Mail is best against cuts, especially cuts which are trying to rely on the sharpness of the edge of the weapon (think draw cuts, saber slashes, and the like.) It takes tremendous force to break through chain with the edge of a weapon, especially if the weapon isn't built with these kinds of blows in mind. A quick google search for "Chainmail test cutting" will show dozens of folks hacking against patches of mail against various surfaces, usually to little avail. Now, large axes and polearms or particularly powerful blows from longer swords designed for hacking can break through mail. Also, mail does little to prevent the bludgeoning force of a blow (in the end, even if the sword doesn't cut you, some angry man just hit you with a four pound metal stick.) Which is why mail, especially in the 11th and 12th century, was layered over and/or under padding. The way in which mail is most vulnerable is the thrust, which is why once more of the body was covered in plate and only the joints were vulnerable sword designs changed from wider cutting swords (which had some possibility of cutting mail, or at least hurting you through it) to stiffer, tapered stabbing swords (which were more nimble for getting into "chinks" of plate where the mail was) over the medieval period. If you can get the tip into a ring and break just one ring, you've opened up the mail for penetration. Couples with compression of the soft tissue, even just getting the tip of a dagger through mail in a vital area can pierce an artery.

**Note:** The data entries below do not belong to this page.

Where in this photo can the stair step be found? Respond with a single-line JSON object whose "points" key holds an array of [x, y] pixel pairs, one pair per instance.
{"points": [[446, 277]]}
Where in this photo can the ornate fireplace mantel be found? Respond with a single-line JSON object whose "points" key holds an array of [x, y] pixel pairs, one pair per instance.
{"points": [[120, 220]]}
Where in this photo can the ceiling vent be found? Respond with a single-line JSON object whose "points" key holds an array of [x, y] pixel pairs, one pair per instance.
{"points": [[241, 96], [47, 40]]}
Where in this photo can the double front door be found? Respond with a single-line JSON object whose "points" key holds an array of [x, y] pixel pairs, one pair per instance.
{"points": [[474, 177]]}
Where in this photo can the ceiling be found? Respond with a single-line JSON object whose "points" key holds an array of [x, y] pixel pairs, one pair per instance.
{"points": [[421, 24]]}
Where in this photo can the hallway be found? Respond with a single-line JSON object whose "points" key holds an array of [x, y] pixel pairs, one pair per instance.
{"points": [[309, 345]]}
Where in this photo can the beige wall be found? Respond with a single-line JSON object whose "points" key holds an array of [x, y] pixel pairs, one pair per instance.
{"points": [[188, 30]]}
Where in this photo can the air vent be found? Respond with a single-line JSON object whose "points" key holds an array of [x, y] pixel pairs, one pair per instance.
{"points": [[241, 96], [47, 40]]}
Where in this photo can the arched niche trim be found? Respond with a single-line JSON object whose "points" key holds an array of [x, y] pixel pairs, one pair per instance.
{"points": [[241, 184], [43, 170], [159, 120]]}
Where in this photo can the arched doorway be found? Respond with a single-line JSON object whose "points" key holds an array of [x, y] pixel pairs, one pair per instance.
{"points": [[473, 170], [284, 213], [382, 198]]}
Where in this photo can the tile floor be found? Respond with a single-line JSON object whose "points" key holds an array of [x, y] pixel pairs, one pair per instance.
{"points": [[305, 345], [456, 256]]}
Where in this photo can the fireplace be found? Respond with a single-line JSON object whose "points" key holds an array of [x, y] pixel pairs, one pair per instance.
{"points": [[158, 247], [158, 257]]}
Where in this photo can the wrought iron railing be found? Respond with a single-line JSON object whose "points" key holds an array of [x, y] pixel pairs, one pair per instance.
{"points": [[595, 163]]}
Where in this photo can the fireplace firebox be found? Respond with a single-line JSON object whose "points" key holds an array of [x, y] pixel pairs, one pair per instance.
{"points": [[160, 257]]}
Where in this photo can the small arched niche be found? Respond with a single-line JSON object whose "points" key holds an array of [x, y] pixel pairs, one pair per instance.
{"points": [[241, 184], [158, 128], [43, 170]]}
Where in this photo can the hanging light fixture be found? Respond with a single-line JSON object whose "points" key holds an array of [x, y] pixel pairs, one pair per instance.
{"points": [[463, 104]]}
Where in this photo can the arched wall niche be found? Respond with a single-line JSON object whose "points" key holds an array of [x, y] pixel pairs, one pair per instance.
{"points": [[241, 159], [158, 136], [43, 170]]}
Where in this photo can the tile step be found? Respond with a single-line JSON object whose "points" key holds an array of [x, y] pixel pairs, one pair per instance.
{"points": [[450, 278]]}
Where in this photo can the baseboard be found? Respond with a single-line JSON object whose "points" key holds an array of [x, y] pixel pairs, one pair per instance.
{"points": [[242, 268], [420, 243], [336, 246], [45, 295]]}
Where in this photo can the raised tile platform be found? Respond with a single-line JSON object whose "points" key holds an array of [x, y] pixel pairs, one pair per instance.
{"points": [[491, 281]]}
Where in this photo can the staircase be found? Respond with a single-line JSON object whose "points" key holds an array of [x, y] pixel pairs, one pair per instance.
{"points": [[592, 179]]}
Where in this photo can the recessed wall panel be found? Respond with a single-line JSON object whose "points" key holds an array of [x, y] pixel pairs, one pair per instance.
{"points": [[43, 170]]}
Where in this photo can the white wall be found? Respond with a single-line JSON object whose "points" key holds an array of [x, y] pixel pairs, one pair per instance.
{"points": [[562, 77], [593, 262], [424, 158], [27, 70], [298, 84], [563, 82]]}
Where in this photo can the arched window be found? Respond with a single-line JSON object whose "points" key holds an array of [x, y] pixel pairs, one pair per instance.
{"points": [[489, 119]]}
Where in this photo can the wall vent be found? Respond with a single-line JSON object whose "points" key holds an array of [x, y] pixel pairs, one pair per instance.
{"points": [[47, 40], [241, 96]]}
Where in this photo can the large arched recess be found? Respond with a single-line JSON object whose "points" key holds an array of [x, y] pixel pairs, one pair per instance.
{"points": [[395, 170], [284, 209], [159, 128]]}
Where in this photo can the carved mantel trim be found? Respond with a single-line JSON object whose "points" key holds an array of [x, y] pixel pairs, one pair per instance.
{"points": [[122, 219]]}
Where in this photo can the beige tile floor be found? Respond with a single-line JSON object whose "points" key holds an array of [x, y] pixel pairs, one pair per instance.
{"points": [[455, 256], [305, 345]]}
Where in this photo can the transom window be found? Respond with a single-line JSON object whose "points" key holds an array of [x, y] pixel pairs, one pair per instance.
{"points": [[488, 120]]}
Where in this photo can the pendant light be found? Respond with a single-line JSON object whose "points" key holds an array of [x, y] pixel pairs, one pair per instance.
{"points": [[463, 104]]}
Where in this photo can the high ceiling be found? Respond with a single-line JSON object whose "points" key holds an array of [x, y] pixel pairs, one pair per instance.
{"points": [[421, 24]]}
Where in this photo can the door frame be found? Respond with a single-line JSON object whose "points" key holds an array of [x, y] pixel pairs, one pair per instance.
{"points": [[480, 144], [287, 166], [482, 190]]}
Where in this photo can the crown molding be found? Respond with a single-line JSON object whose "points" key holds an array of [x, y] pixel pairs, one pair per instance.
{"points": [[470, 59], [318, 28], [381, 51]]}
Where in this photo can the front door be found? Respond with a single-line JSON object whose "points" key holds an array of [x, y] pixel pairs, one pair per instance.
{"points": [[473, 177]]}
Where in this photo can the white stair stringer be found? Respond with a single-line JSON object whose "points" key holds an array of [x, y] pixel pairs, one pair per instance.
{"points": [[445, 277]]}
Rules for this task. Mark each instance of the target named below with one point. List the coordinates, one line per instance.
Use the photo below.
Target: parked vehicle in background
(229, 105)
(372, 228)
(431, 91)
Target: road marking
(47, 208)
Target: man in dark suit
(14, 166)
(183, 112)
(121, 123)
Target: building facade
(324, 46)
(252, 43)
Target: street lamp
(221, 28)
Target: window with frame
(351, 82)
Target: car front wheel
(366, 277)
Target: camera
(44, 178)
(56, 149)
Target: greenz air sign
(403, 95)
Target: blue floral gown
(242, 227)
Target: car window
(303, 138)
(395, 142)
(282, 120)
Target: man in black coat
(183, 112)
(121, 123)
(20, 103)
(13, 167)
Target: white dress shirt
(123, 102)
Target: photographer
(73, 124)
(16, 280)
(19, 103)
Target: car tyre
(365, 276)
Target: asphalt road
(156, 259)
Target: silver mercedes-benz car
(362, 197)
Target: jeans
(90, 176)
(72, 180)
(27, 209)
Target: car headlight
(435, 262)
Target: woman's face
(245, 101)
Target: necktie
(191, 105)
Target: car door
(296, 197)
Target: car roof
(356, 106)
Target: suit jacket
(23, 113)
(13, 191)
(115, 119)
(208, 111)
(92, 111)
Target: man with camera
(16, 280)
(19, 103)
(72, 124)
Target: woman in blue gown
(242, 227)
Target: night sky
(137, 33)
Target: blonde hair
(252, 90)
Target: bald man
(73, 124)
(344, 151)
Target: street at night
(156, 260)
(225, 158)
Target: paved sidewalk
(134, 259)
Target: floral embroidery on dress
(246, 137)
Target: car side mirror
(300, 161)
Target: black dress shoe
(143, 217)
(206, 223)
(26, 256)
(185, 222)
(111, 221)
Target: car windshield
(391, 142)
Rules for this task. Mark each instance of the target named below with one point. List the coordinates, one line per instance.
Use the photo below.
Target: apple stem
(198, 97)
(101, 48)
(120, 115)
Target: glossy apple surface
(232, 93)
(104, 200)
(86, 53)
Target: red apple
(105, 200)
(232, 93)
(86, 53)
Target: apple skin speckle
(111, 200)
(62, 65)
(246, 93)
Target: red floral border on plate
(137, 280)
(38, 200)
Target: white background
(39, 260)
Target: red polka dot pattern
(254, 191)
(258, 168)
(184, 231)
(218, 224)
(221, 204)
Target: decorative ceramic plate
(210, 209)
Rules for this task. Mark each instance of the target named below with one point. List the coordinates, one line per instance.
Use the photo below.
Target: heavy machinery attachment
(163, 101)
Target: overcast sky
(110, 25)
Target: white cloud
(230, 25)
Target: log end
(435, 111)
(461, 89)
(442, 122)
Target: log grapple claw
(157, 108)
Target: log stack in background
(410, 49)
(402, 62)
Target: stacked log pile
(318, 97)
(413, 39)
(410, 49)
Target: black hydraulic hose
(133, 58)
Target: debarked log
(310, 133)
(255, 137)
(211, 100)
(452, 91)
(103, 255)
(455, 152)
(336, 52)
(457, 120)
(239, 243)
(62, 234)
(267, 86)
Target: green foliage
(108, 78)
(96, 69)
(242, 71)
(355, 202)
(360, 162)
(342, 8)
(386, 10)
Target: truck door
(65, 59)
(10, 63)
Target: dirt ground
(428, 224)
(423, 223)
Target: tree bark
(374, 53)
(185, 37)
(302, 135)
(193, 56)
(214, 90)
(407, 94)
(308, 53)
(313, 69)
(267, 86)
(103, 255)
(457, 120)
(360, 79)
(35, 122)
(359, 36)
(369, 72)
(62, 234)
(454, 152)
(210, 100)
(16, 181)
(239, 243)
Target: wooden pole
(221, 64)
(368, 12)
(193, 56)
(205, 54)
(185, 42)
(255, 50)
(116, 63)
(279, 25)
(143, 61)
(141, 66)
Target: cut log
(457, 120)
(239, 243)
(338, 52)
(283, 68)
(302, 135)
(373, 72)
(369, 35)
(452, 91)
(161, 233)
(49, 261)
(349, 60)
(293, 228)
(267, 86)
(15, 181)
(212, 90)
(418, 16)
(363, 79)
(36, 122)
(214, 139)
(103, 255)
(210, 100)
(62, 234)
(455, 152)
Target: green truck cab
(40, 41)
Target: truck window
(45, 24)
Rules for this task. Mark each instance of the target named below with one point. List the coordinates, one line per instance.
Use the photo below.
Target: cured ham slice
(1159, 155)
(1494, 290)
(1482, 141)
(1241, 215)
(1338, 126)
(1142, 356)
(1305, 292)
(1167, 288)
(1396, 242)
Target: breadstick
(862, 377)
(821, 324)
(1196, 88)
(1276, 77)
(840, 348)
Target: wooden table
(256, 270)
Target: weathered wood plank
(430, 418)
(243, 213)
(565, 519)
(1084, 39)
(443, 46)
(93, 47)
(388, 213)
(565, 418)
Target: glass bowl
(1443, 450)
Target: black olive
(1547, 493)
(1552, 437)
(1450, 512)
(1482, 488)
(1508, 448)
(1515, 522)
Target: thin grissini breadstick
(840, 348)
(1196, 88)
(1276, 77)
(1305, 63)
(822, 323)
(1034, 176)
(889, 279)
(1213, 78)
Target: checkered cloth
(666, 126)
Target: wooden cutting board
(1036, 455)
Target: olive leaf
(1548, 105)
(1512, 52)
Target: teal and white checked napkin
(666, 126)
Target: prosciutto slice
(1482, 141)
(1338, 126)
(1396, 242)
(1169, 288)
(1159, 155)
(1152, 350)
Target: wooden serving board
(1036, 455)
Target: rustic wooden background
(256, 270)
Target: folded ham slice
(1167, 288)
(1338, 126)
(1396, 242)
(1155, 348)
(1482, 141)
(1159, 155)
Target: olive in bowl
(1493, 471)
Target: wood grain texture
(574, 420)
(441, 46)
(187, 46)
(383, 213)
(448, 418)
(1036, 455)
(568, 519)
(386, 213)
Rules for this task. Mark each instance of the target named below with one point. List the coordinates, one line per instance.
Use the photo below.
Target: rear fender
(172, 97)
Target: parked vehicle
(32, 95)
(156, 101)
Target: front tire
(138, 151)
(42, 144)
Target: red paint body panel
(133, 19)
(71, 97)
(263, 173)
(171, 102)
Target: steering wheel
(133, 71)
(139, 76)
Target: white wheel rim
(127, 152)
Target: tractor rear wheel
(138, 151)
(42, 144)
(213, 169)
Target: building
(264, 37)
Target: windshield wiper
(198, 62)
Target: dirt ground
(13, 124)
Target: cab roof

Spears, the thrust of swords with a fiercer point and a stiffer blade, thrusts from pole arms, dagger thrusts, arrows and quarrels were the biggest threat to mail. Again the relationship between mail and gamboised fabric (such as quilted gambesons, thick aketons, etc.) come into play, as fabric and mail react differently to different weapons. Arrows with sharp bodkin points, which are good at breaking through chain, have a harder time getting through the layers of linen which act somewhat like kevlar against them (and conversely broad cutting arrows which slice the fabric get stuck against mail like blades do.) This is where the evolution of plate comes in, as it protects better against both the cut and the thrust than mail does. The majority of wounds suffered by those wearing mail against cuts were internal bleeding and broken bones, or from thrusts. Though this is not to construe mail made someone invulnerable to cuts. The wounds suffered by the defeated at the Battle of Wisby show hundreds of wounds from cuts. Though many of them were in places the armor did not cover, such as a skull wearing a coif of mail with a cut through his nose and into his jaw (the face opening of his armor) there are wounds which cut through the mail and into the body, even into the bone. However, returning to the crux of your question, the hacking force needed to defeat the mail required more power and heft and was not "easy" the way most TV tends to show it, where effortless slices along someone's mail clad belly causes them to crumple and immediately die... Breaking through mail with a hack was a lot of work, which is why over the centuries people gravitated towards stabbing through it, which with the right tool is considerably easier than hacking it.